QotW: How should Mazda celebrate its 100 birthday?

It’s not every day that a car company reaches 100 years of age. Of the Japanese companies still making cars today, only Daihatsu, Isuzu, Mitsubishi, and now Mazda have made it this far. It’s a momentous occasion that literally happens only once in a lifetime, if that, and deserves a celebration worthy of the moment.

How should Mazda celebrate its 100th birthday?

The most entertaining comment by next Monday will receive a prize. Scroll down to see the winner of last week’s QotW, “What’s the worst JNC decision you’ve ever made?

It definitely seemed that most of the decisions on your worst decisions lists related to the selling of a JNC. Let that be a lesson. Never sell! Especially when buying the cars again appear to be ever more expensive propositions. Whether it ColbatFire‘s S30 Z, Lee L‘s Z31, Jan van Kleef‘s Suzuki Jimny, charlie‘s RA25 Celica, bert‘s AW11 MR2, eric‘s ’72 Corolla, or Jared‘s KE26 wagon. It was a litany of regretful sales. But at least they got to own those cars.
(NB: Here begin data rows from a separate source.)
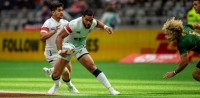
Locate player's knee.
[87,65,97,73]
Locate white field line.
[0,90,95,96]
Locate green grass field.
[0,61,200,98]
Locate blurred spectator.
[100,3,120,28]
[187,7,200,24]
[173,2,186,22]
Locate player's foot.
[108,87,120,95]
[68,86,79,93]
[48,82,61,94]
[42,67,52,78]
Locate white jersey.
[40,17,68,51]
[64,17,97,49]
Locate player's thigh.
[79,54,96,72]
[65,61,72,72]
[54,58,69,73]
[44,50,58,66]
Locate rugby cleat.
[68,85,79,93]
[42,67,52,78]
[48,82,61,94]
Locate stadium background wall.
[0,29,197,61]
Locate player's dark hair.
[50,1,64,11]
[82,9,94,16]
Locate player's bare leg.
[42,60,72,78]
[192,67,200,81]
[48,59,79,94]
[62,62,79,93]
[79,54,120,95]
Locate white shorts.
[44,50,58,66]
[58,47,88,61]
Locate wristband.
[58,50,62,54]
[103,25,108,29]
[173,70,177,75]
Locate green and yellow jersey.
[177,26,200,55]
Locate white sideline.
[0,90,95,96]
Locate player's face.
[82,15,94,29]
[53,7,63,19]
[193,1,200,14]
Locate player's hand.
[105,27,113,34]
[163,72,175,79]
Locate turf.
[0,61,200,98]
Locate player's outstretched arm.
[40,25,60,41]
[97,20,113,34]
[56,28,68,57]
[163,53,189,78]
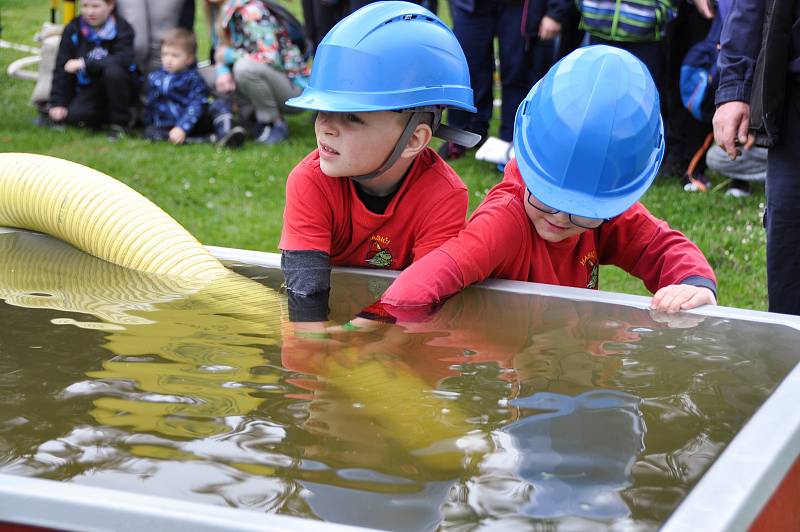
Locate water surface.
[0,233,800,530]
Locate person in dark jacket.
[144,28,245,147]
[714,0,800,315]
[439,0,570,160]
[48,0,136,137]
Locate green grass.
[0,0,767,310]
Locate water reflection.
[0,234,800,530]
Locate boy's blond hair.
[161,28,197,57]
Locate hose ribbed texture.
[0,153,227,280]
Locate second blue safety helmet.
[286,1,480,178]
[514,46,664,218]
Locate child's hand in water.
[650,284,717,313]
[328,317,386,334]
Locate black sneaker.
[683,174,711,192]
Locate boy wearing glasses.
[350,46,716,322]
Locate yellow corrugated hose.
[0,153,227,280]
[0,153,471,473]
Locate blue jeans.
[764,76,800,315]
[448,0,555,142]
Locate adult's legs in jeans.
[766,81,800,315]
[233,57,301,124]
[495,4,555,142]
[447,0,496,140]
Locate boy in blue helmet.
[351,46,716,326]
[280,2,479,325]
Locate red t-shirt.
[371,160,716,310]
[280,148,469,270]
A few, like banpei or pete240z, lamented never having bought the car in the first place. The winner, Steve, related a sense of palpable sense of lasting remorse. Hey, you didn’t get a Supra, but maybe these stickers will make up for it!
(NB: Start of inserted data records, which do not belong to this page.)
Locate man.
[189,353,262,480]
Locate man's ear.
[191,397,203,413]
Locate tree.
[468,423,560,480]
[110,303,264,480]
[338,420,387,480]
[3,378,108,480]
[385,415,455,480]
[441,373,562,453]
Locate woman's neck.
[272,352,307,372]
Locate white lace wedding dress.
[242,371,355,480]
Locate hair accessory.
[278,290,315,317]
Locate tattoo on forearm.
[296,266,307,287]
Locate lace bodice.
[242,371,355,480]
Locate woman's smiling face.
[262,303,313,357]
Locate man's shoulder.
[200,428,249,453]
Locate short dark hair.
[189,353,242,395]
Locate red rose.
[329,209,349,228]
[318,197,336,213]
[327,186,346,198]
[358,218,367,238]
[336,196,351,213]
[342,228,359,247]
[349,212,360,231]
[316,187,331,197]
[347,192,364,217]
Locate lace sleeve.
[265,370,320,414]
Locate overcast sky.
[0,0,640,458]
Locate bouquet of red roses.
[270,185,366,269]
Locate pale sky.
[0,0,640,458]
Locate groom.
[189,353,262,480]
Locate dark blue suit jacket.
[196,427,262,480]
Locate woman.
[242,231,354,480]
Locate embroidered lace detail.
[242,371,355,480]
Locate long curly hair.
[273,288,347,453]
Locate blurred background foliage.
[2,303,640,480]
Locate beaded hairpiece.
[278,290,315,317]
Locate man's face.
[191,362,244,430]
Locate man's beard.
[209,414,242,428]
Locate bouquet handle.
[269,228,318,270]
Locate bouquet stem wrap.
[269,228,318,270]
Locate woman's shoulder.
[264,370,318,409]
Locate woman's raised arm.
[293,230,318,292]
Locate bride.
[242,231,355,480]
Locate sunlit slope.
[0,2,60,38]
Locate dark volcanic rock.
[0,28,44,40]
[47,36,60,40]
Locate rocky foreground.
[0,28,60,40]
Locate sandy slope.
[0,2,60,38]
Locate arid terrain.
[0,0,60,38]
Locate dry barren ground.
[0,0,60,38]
Most of the time, the QotW requires a little thought. But this one is a no brainer. It was the worst JNC decision I ever made, and in real time…

In 1999, I was looking to buy a new car when I found a brand new, leftover (’97?) Supra sitting in my local Toyota dealer’s lot. Looked like they had just found it and pulled it out of some deep, back corner of their lot and were prepping it to sell. Looked at the MSRP, which was around $30k, IIRC. Pearl white, black leather, non-turbo, solid roof, and M/T. I should have bought it, then and there.

But I convinced myself I wouldn’t qualify for a loan so, I PASSED ON IT. Stupid, stupid, stupid…

A week later, I received a letter from my credit union that said I was pre-qualified for a $50k auto loan. Rushed to the dealer but, of course, the car was gone. I did buy a 20th Anniversary Miata, a little later, for about $28k. It’s a fun car and all, but I STILL wish I had bought that Supra…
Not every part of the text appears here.